Detrás de la fascinación y el fervor que despertaban las venationes —las cacerías y exhibiciones de animales exóticos en los anfiteatros romanos— existía una sofisticada y compleja maquinaria militar y administrativa. Una investigación de la UC3M analiza las dimensiones jurídicas de estos espectáculos a partir de dos leyes del Bajo Imperio, en concreto, dos constituciones imperiales del Código Teodosiano. El trabajo, publicado en la Revista General de Derecho Romano, aporta nuevos datos sobre el entretenimiento en la antigua Roma: desde un posible monopolio imperial sobre la caza de leones hasta los abusos y conflictos de seguridad provocados durante el transporte de las fieras.

El monopolio del león y la seguridad pública

A través del estudio de las constituciones imperiales conservadas en el Código Teodosiano (Codex Theodosianus) y posteriormente recopiladas en el Código de Justiniano (Codex Iustinianus), la investigación demuestra cómo el poder imperial ejercía un férreo control sobre los animales exóticos.

«En la época tardoantigua, ante la creciente escasez de grandes felinos, se habría establecido un monopolio estatal sobre los leones para garantizar el abastecimiento de los espectáculos del emperador y evitar la competencia de particulares, es decir, todos los leones le pertenecían al emperador», comenta la autora del estudio, Rosa María Carreño Sánchez, investigadora del Instituto de Estudios Clásicos Lucio Anneo Séneca de la UC3M.

El ejército romano contaba con unidades altamente especializadas (como los soldados etiquetados ad leones, los ursuarii o los vestigiatores) dedicadas al rastreo, captura y custodia de las fieras en las fronteras del Imperio.

Además, el traslado de estos animales hasta la capital o los vivarios imperiales generaba importantes tensiones logísticas y económicas. El motivo era que las provincias debían abastecer al personal de traslado a costa de las arcas locales y esto podía generar situaciones de picaresca, en concreto, prolongaciones indebidas que no sólo arruinaban a las ciudades, sino que podían encubrir el uso fraudulento de los animales para espectáculos privados no autorizados. Para frenar estos abusos, la administración imperial impuso severas multas en oro a los mandos militares incumplidores.

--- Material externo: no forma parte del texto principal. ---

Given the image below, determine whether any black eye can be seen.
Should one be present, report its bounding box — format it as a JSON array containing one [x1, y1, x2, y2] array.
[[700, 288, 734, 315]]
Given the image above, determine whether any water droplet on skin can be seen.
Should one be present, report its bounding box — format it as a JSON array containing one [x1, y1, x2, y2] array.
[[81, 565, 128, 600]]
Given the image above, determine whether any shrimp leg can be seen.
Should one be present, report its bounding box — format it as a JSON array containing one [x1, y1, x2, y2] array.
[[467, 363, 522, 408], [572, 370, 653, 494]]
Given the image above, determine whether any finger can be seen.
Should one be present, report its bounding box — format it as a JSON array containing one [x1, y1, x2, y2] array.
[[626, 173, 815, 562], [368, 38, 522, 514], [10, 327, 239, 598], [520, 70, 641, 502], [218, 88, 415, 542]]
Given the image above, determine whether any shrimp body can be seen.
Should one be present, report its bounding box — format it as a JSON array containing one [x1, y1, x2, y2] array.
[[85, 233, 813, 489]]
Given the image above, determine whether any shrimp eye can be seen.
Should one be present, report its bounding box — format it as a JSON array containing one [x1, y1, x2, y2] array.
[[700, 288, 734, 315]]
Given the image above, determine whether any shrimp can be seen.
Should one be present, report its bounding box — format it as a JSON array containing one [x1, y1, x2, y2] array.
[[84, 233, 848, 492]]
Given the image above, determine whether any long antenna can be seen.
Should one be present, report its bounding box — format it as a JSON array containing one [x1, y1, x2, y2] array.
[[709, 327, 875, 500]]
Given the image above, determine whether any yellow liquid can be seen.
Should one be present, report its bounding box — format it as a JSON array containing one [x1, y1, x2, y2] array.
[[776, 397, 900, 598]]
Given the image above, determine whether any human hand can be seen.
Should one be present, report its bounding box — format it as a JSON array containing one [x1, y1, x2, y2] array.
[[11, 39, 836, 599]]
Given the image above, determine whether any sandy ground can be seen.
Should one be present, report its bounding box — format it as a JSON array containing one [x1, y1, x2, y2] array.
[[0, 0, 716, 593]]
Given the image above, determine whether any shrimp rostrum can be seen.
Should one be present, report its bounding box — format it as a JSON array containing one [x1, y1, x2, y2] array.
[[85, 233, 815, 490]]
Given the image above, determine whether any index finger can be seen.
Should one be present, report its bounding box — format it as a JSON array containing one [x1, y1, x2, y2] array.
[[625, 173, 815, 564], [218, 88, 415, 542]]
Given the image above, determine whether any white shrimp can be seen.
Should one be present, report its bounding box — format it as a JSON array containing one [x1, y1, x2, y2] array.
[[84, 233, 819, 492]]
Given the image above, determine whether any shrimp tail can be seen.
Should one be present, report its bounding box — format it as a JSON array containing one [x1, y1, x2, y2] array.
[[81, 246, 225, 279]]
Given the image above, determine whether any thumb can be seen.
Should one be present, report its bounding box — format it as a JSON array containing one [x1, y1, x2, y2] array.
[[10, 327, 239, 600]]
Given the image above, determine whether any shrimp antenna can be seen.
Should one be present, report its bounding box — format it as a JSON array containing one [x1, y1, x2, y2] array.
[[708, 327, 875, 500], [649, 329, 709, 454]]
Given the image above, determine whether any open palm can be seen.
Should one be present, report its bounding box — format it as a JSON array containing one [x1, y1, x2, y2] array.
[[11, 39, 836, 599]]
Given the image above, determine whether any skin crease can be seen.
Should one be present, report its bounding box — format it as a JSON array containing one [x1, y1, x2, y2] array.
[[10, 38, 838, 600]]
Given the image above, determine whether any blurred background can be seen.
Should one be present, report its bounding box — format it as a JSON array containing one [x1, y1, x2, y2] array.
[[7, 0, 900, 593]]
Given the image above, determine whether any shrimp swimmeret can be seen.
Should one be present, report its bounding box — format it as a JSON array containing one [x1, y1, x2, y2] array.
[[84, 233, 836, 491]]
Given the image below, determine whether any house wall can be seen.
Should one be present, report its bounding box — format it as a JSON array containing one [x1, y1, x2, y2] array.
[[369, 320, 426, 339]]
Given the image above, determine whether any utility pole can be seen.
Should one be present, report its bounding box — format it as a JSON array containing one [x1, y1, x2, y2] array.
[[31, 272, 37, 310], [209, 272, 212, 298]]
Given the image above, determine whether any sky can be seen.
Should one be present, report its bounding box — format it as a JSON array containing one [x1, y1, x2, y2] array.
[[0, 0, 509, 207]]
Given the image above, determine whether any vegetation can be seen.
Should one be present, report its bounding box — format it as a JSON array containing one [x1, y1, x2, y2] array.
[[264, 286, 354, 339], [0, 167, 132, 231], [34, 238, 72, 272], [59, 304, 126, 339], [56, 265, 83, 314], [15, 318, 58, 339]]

Trascendencia histórica y presencia en Hispania

A diferencia de los combates de gladiadores —que fueron extinguiéndose por la condena moral del cristianismo y el elevado coste de su organización—, las venationes sobrevivieron durante siglos convertidas en exhibiciones del dominio humano sobre la naturaleza y la grandeza del poder imperial.

Este fenómeno masivo se extendió por todo el territorio romano, incluida Hispania. Ejemplo de ello es el colosal anfiteatro de Itálica (Santiponce, Sevilla), uno de los más grandes del Imperio, con capacidad para albergar todo tipo de espectáculos gladiatorios, entre ellos las venationes, en una ciudad de apenas 8.000 habitantes.

«Frente a las fuentes literarias o el cine, que sólo nos enseñan el resultado final en la arena, el análisis del Derecho romano nos permite entender la trastienda: la gestión de recursos, los conflictos territoriales y el enorme esfuerzo logístico que requería uno de los espectáculos más populares de la Antigüedad», concluye la profesora Carreño Sánchez.